Transições são dificuldades duríssimas para mim. Abandonar um emprego, trocar de cidade, ser traída por uma amiga, terminar um relacionamento,ver um filho partir, largar tudo, começar tudo de novo, foram passagens doídas, transições sofridas - e sofridas. Nos intervalos dessas transições, já engordei 10 kg em um mês, já fiz pneumonias várias, já tive crises alérgicas terríveis. Mudei. Felizmente mudei. Abandonei as somatizações.Tornei-me mais produtiva. Bordei uma toalha de jantar imensa, em ponto-de-cruz, para a Téssia, em uma semana; em outra crise, teci cinco blusões em dez dias; em outra, viajei durante cinco dias e cinco noites praticamente sem dormir; e, ainda, em uma outra, bordei um tapete de dois metros quadrados em um mês... A transição que faço agora, neste primeiro semestre de 2006, deixando a Bahia depois de sete anos e voltando para o Sul, faz surgir este BLOG. 
PS. Meu filho, que sempre morou comigo,viajará em breve para a Alemanha e posteriomente para a Índia.

Meu filho e minha nora
                                                     
                                              
Decidida , portanto, em abril de 2006,  a iniciar um blog, precisei dar um nome a ele. Surgiu fácil, recordando a expressão usada, frequentemente,  por minha mãe, quando exprimia sua preocupação com minhas constantes viagens:  " Ela vive correndo mundo..."

Meu filho e minha nora
                                         

Inicialmente, não pensei em fazer um blog de viagem. Imaginava uma sequência de textos intimistas, desses que englobam memórias, diários e cartas, com imbricações entre eles, já que é difícil uma exata delimitação.Sabia, portanto, que o blog seria composto por textos na primeira pessoa, desses em que o sujeito se reflete e reflete sobre si mesmo. Abri o Correndomundo , escrevendo:

Sobrinhos
                                               
Podem me encontrar nos lugares mais diversos que me encontrarão entre afetos.Ainda tenho a condição de me surpreender e encantar.Tenho a vital necessidade do movimento, do ir e vir,do olhar o caminho e percorrê-lo, acreditando que há um fio entre o real e o sonho.

Meu neto
                                       
É difícil, entretanto, fugir do que nos encanta e emociona. Sou apaixonada por viagens - e essa tem sido a maior e mais duradoura paixão da minha vida. Em um dos primeiros texto que escrevi, o tema viajar já aparecia como uma das opções.

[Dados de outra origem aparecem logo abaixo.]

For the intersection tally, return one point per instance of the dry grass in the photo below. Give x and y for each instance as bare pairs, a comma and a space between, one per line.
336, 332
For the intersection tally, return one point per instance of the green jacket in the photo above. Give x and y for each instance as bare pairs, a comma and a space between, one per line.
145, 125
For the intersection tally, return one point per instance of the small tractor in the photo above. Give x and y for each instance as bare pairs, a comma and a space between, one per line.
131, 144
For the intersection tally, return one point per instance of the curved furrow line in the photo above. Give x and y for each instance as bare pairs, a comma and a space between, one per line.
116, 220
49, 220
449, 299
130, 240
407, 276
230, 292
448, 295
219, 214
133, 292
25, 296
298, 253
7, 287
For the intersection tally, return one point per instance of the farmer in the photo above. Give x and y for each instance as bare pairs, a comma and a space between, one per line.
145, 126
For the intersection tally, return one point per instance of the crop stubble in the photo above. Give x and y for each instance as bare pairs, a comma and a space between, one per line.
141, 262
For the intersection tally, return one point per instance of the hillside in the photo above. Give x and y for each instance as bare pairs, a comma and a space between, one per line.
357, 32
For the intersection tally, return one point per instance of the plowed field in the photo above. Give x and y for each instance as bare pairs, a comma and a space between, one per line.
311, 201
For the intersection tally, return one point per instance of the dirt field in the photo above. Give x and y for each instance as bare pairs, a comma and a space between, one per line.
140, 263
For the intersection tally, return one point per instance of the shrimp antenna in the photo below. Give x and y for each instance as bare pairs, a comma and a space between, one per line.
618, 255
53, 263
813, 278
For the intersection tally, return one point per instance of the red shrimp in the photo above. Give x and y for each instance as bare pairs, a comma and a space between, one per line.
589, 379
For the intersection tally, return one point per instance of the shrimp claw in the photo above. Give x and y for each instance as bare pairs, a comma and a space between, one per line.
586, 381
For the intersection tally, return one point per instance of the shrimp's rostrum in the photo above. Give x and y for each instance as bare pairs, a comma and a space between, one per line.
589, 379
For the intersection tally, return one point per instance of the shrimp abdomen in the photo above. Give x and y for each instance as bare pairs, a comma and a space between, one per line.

Este blog destina-se à minha família - restrita e ampliada - principalmente aos "pequenos", como Pedro e Massimo, porque talvez eu não os veja adultos.Nele, optei por registrar uma das minhas grandes paixões, que é " andarilhar", e escrever sobre a razão do meu viver, que são os meus espaços e os meus afetos.

Meu neto e eu
                                         
                                    
A presença constante de Fernando Pessoa tem a mesma razão : sou apaixonada pelos textos dele, especialmente pela densidade que  transmitem. 
Recorro a ele para dizer da minha dedicação a cada texto:

Meu marido e eu
                                      

"Para ser grande, sê inteiro: 
nada teu exagera ou exclui.
Sê todo em cada coisa. 
Põe quanto és 
No mínimo que fazes.
Assim em cada lago a lua toda
Brilha, porque alta vive". 

Fernando Pessoa

PS. Este post é uma forma de agradecer os 56 mil acessos que este blog já teve - timidamente no início, aceleradamente nos dois últimos anos. Muito obrigada a todos.